Design and manufacturing control tools
Control tools are utilized throughout the medical device development process to ensure end-product reliability. During the design stages, formal design reviews are critical, stage-gating milestones that involve systematic evaluation of the design to identify and mitigate potential risks and challenge how design (and manufacturing) intent will satisfy reliability targets. In addition to the core project teams, design reviews often feature other experienced technical staff who are less familiar with the device specifics and are therefore able to offer a more independent review.
One aspect of a design that is considered in a design review is its suitability for Design for Manufacture, Assembly and Inspection (DFMAI). Optimization for DFMAI not only facilitates the production processes but is also pivotal for achieving and demonstrating medical device reliability.
Manufacturing reliability in medical devices starts at the component level, where each part must meet stringent quality standards outlined to ensure overall device performance and safety. This involves rigorous supplier qualification processes and incoming inspection protocols to verify that components conform to required specifications.
DFMAI is also useful for streamlining the processes involved in demonstrating specification conformity.
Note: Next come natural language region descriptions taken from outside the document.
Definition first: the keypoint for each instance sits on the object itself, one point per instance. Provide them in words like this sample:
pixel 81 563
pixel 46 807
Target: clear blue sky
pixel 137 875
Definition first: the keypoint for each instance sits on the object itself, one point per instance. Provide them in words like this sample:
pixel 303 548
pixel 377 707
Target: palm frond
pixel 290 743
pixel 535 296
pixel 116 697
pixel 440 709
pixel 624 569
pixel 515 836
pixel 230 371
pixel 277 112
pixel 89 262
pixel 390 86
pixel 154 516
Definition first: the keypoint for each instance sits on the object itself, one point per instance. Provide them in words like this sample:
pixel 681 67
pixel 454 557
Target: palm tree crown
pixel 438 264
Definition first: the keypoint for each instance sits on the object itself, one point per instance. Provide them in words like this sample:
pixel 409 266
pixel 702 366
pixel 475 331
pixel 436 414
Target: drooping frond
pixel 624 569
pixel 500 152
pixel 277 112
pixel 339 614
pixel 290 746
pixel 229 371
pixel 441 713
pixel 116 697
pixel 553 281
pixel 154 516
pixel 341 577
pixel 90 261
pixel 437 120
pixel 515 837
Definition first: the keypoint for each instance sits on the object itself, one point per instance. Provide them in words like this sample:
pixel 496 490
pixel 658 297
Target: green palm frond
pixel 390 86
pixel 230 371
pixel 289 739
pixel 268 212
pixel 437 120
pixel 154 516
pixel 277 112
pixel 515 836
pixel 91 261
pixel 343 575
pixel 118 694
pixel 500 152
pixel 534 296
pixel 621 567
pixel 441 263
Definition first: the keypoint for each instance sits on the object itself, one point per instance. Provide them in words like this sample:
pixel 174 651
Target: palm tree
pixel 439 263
Designing components and subassemblies with the inspection and measurement of critical features in mind (part of DfI) reduces the complexity of generating data and increases its quality and utility. Ensuring critical features are suitable for optical inspection makes high-sample-size metrology more feasible and practical, leading to richer statistical analysis that can be used to validate tooling and as part of demonstrating medical device reliability. This same ease-of-inspection principle also applies to the device assembly process; 100% verification of critical assembly steps (e.g., optically, via displacement or force measurement) is an effective, powerful tool for ensuring reliability in high-volume manufacturing.
Statistical process control (SPC), at both the component, assembly, and batch-release testing levels, is essential for efficient high-volume, high-speed manufacture. For example, by using control charts and other SPC tools, deviations from the norm can be detected early. This allows for timely corrective actions before the variability affects the final product, ensuring that only high-quality devices reach the market. Through implementing SPC, a deep understanding of the processes involved in manufacturing is gathered, helping to reduce waste and improve overall efficiency. With data-driven decision-making, this can effectively contribute to the reliability of the final product.
Life cycle management is also essential in maintaining medical device reliability and safety throughout their life (be it single-use, reusable or a combination of both). This involves continuous monitoring and evaluation of the device’s performance post-market, with mechanisms in place for tracking and analyzing field data, user feedback and adverse event reports. Corrective and preventive actions (CAPA) are implemented as necessary to address any identified issues, ensuring ongoing compliance with regulatory requirements and maintaining the device’s reliability over time. Additionally, regular updates to manufacturing processes and design specifications based on emerging technologies and evolving standards help in enhancing device performance and extending its useful life.